Hitting back at Obama's courting of evangelical voters, Dobson highlighted a speech two years ago to religious leaders in which the Democrat said he could not outlaw abortion based on his own Christian beliefs.
"That is a fruitcake interpretation of the constitution," Dobson said on a radio show aired by his Focus on the Family group.
"This is why we have elections, to support what we believe, to be wise and moral.
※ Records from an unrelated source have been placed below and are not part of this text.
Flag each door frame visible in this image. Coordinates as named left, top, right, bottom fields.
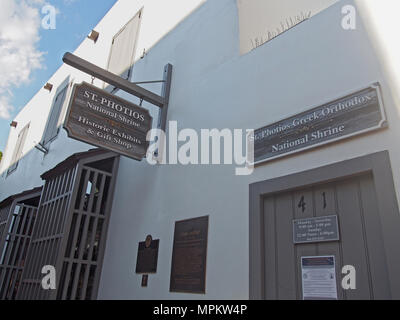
left=249, top=150, right=400, bottom=299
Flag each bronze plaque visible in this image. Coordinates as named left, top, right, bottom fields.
left=170, top=216, right=209, bottom=294
left=253, top=84, right=387, bottom=164
left=64, top=82, right=152, bottom=161
left=135, top=238, right=159, bottom=274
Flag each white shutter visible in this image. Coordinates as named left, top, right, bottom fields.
left=42, top=85, right=68, bottom=145
left=8, top=123, right=30, bottom=174
left=107, top=10, right=141, bottom=80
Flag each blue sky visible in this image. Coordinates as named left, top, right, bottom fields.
left=0, top=0, right=117, bottom=153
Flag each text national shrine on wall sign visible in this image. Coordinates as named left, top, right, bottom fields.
left=64, top=82, right=153, bottom=161
left=253, top=84, right=387, bottom=165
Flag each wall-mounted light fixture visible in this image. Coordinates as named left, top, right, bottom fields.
left=44, top=83, right=53, bottom=92
left=10, top=121, right=18, bottom=128
left=87, top=30, right=100, bottom=43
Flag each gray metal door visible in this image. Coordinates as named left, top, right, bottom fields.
left=250, top=152, right=400, bottom=300
left=263, top=172, right=390, bottom=299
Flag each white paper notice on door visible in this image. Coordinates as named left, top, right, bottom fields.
left=301, top=256, right=338, bottom=300
left=236, top=0, right=339, bottom=55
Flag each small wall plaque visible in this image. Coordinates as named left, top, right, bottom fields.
left=135, top=235, right=159, bottom=274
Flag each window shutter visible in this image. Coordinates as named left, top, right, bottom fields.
left=8, top=123, right=30, bottom=174
left=107, top=11, right=141, bottom=80
left=42, top=86, right=68, bottom=145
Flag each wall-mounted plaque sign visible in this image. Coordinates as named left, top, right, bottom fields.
left=293, top=215, right=339, bottom=244
left=253, top=84, right=387, bottom=164
left=64, top=82, right=152, bottom=161
left=170, top=216, right=209, bottom=294
left=135, top=236, right=159, bottom=274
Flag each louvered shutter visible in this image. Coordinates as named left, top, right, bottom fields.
left=107, top=10, right=141, bottom=80
left=42, top=85, right=68, bottom=145
left=7, top=123, right=30, bottom=174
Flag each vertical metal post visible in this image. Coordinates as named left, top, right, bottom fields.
left=158, top=64, right=173, bottom=133
left=154, top=64, right=173, bottom=161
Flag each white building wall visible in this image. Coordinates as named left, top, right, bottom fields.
left=1, top=0, right=400, bottom=300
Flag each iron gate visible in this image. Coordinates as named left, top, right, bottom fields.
left=0, top=188, right=42, bottom=300
left=17, top=149, right=119, bottom=300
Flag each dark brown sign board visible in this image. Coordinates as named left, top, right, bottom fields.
left=170, top=216, right=209, bottom=294
left=64, top=82, right=152, bottom=161
left=253, top=84, right=387, bottom=165
left=136, top=239, right=159, bottom=274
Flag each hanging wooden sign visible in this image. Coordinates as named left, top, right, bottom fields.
left=64, top=82, right=152, bottom=161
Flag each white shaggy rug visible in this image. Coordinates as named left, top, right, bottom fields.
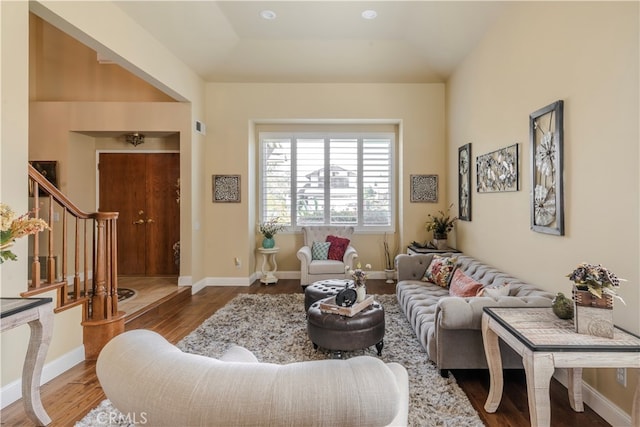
left=76, top=294, right=484, bottom=426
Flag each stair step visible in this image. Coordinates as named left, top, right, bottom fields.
left=124, top=286, right=191, bottom=325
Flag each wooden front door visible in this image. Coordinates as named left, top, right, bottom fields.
left=99, top=153, right=180, bottom=275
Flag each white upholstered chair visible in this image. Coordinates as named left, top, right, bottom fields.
left=97, top=329, right=409, bottom=426
left=296, top=226, right=358, bottom=287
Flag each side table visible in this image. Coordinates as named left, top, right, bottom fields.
left=482, top=307, right=640, bottom=427
left=0, top=298, right=54, bottom=426
left=257, top=247, right=279, bottom=285
left=406, top=244, right=460, bottom=255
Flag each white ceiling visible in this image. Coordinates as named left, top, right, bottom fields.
left=115, top=1, right=507, bottom=83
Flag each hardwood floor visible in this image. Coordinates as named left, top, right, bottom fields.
left=1, top=279, right=611, bottom=426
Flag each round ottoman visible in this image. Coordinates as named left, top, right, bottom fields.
left=304, top=279, right=353, bottom=311
left=306, top=300, right=385, bottom=358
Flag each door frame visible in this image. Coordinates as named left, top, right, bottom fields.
left=96, top=149, right=181, bottom=274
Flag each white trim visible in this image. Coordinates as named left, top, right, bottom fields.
left=553, top=369, right=632, bottom=426
left=178, top=275, right=192, bottom=286
left=0, top=345, right=85, bottom=409
left=190, top=277, right=207, bottom=294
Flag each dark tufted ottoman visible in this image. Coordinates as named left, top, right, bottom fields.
left=307, top=300, right=385, bottom=358
left=304, top=279, right=353, bottom=311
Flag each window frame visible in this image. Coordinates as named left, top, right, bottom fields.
left=259, top=131, right=396, bottom=233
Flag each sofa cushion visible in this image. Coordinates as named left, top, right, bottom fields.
left=449, top=269, right=483, bottom=297
left=477, top=282, right=511, bottom=298
left=422, top=255, right=457, bottom=287
left=326, top=235, right=350, bottom=260
left=311, top=241, right=331, bottom=260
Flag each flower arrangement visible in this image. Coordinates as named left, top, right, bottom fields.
left=425, top=204, right=458, bottom=238
left=1, top=203, right=49, bottom=264
left=258, top=217, right=286, bottom=238
left=567, top=262, right=626, bottom=304
left=346, top=262, right=371, bottom=287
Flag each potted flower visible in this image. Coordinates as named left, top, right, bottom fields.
left=425, top=204, right=457, bottom=250
left=1, top=203, right=49, bottom=263
left=383, top=233, right=398, bottom=283
left=258, top=217, right=286, bottom=248
left=567, top=262, right=626, bottom=338
left=346, top=263, right=371, bottom=302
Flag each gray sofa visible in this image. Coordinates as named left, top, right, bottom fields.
left=395, top=253, right=554, bottom=375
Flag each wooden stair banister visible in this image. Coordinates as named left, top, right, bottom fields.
left=26, top=164, right=124, bottom=359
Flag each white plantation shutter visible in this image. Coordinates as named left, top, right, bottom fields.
left=260, top=132, right=394, bottom=231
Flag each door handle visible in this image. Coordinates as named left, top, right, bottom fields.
left=133, top=219, right=145, bottom=225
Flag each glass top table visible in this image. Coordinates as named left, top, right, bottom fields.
left=482, top=307, right=640, bottom=427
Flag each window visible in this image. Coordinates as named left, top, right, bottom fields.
left=260, top=132, right=395, bottom=231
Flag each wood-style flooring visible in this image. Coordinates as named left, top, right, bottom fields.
left=1, top=278, right=611, bottom=426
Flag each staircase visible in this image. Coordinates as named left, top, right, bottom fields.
left=25, top=164, right=124, bottom=359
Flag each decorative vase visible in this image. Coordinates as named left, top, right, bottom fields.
left=355, top=284, right=367, bottom=303
left=384, top=269, right=395, bottom=284
left=572, top=287, right=614, bottom=338
left=432, top=237, right=448, bottom=250
left=262, top=237, right=275, bottom=249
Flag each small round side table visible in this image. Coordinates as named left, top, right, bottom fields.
left=257, top=247, right=280, bottom=285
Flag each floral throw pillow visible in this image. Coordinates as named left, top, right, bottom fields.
left=422, top=255, right=457, bottom=288
left=449, top=269, right=483, bottom=297
left=326, top=235, right=350, bottom=261
left=311, top=241, right=331, bottom=260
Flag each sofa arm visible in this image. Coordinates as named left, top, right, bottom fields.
left=296, top=246, right=312, bottom=264
left=343, top=245, right=358, bottom=268
left=436, top=295, right=553, bottom=330
left=395, top=254, right=433, bottom=281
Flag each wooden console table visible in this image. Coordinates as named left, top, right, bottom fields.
left=1, top=298, right=54, bottom=426
left=482, top=307, right=640, bottom=427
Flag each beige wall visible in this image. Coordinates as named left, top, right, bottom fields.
left=1, top=0, right=205, bottom=392
left=447, top=1, right=639, bottom=415
left=205, top=83, right=446, bottom=277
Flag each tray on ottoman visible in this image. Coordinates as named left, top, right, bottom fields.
left=319, top=295, right=374, bottom=317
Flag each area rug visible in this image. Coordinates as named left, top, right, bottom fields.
left=76, top=294, right=484, bottom=426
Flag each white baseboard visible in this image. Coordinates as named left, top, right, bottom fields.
left=178, top=275, right=192, bottom=286
left=0, top=345, right=85, bottom=409
left=554, top=369, right=632, bottom=426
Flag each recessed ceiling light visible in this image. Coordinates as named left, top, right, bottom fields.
left=361, top=9, right=377, bottom=20
left=260, top=10, right=277, bottom=20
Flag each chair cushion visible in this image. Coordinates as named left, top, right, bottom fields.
left=308, top=260, right=347, bottom=275
left=422, top=255, right=457, bottom=288
left=449, top=269, right=483, bottom=297
left=326, top=235, right=350, bottom=260
left=311, top=241, right=331, bottom=260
We don't have to go to the lowest common denominator of morality which is what he is suggesting," he said.
"Am I required in a democracy to conform my efforts in the political arena to his bloody notion of what is right with regard to the lives of tiny babies?"
Dobson also hit out at Obama's oft-stated mention of Old Testament passages that call for the stoning of homosexuals, to illustrate his point that the Bible is not always helpful to political discourse.
"That kind of commentary drives me crazy," Dobson said. "He is dragging Biblical understanding through the gutter."
With his June 2006 speech to the group Call to Renewal, Obama flagged his refusal to allow Republicans to monopolize the evangelical vote, and he has recently been busy with religious "outreach" efforts on issues such as social justice.
In the speech, Obama had also contrasted the beliefs of Dobson with those of the Reverend Al Sharpton, a black liberal firebrand, to demonstrate that Christian teachings were open to broad political interpretation.
Obama's communications director Robert Gibbs said Dobson was guilty of "an odd and curious statement, to say the least."
"Evangelicals are concerned about issues from genocide in Africa to climate change," Gibbs said on MSNBC television.
He said the Illinois senator would continue to reach out to "voters of all faith, to try to build a bigger coalition, to try to bring people together to get things done."
Dobson's attack coincided with a New York Times article that said some in the Islamic community felt snubbed by Obama, who has been dogged by false rumors that the Christian candidate is a secret Muslim.
The newspaper said Obama aides had told Keith Ellison, the nation's first Muslim member of Congress, to stay away from a campaign rally last December in Iowa.
It noted that Obama has spoken in churches and synagogues, but not yet at a mosque, and that two Muslim women wearing "hijab" headscarves were barred from appearing in camera-shot at a Detroit rally last week.
Obama has personally apologized to the two women, and Gibbs said that while there had been "unfortunate incidents on our side," there was no deliberate drive to rebuff Muslims.